JAHANGIR THE ENDEARING ECCENTRIC
If ever there was a Mughal ruler who lived the good life, that man was Emperor Jahangir, in whose veins flowed Persian, Turkic and Rajput blood—besides double-distilled spirits and a whole lot of wine. Jahangir, who died on 28 October 1627 aged 58, was the least militarily inclined of the great Mughals (that is, at a personal level), and though he once led a half-baked rebellion against his illustrious father, he preferred having other men fight the ba
ttles that mattered. In an age of violence this was something of a character defect, but Jahangir’s indulgence was a mark of stability in the empire he inherited—after all, if he could afford to live the way he did, it was because he was parked at the apex of an order well settled by his father Akbar. Far from the heat and fury of conflict, deep in the embrace of art and aesthetics, he quickly came to represent both self-assured power and the height of Mughal imperial splendour.
Even today, reading the Jahangirnama is a fascinating exercise. For the figure that emerges is at once pampered prince, curious dilettante, ruthless emperor, and sentimental man. The first-born of Akbar and the so-called Jodha Bai, Shaikhu Baba, as Jahangir was lovingly known, was one upon whom luck bestowed an early blessing. By eighteen, he was falling in love with his goblet; luckily for him, his brothers were worse. Not even royal commands could move him if he didn’t wish it: once, when his father sought to appoint him leader of a campaign, the prince simply absented himself from court. One of those ill-fated brothers accepted the charge and won a few battles before losing himself forever to drink. Akbar, meanwhile, turned his hopes towards Jahangir’s son, provoking a hundred intrigues and yet more tragedy.

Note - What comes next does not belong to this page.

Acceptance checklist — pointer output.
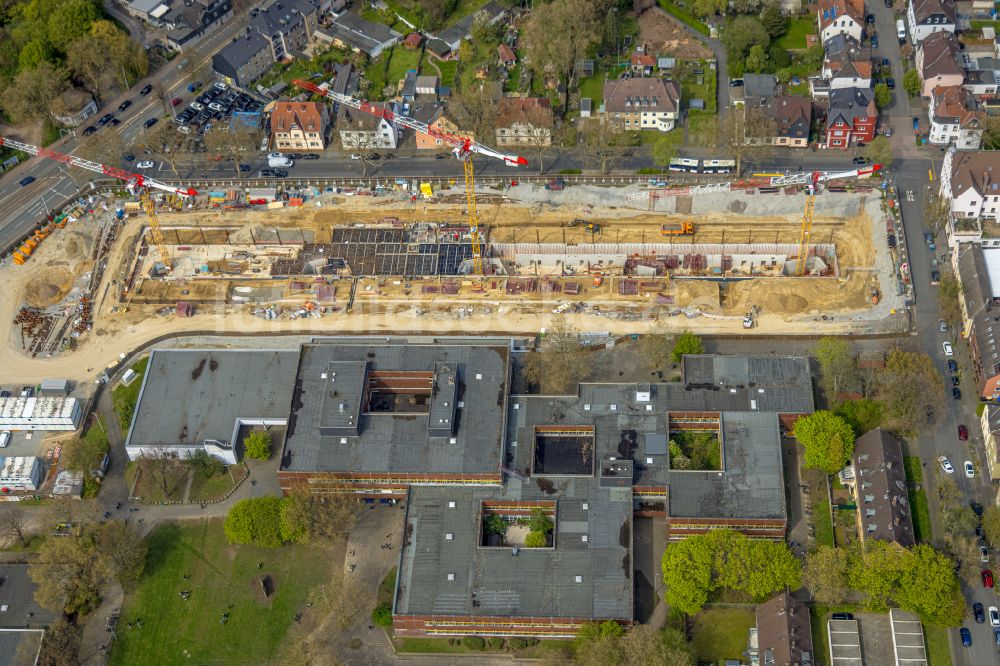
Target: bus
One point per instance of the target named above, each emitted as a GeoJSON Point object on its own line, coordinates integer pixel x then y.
{"type": "Point", "coordinates": [718, 166]}
{"type": "Point", "coordinates": [686, 164]}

Shaikhu Baba, however, was too shrewd to drown in wine and die. He understood quickly what was at stake and where to draw the line—no son of his could be emperor before he had had his time. So while he continued to drink—pretending after his accession that he only indulged ‘to promote digestion’—he toned down the quantities. He even presented himself to the orthodox faction as a more pious Muslim than Akbar, to win them over before his favoured son. To be sure, having become emperor, he dabbled in more than one religion, till rumours floated that he was a Christian, and he commissioned art in which he appeared cross-legged and shirtless—more Hindu deity than a Muslim sovereign.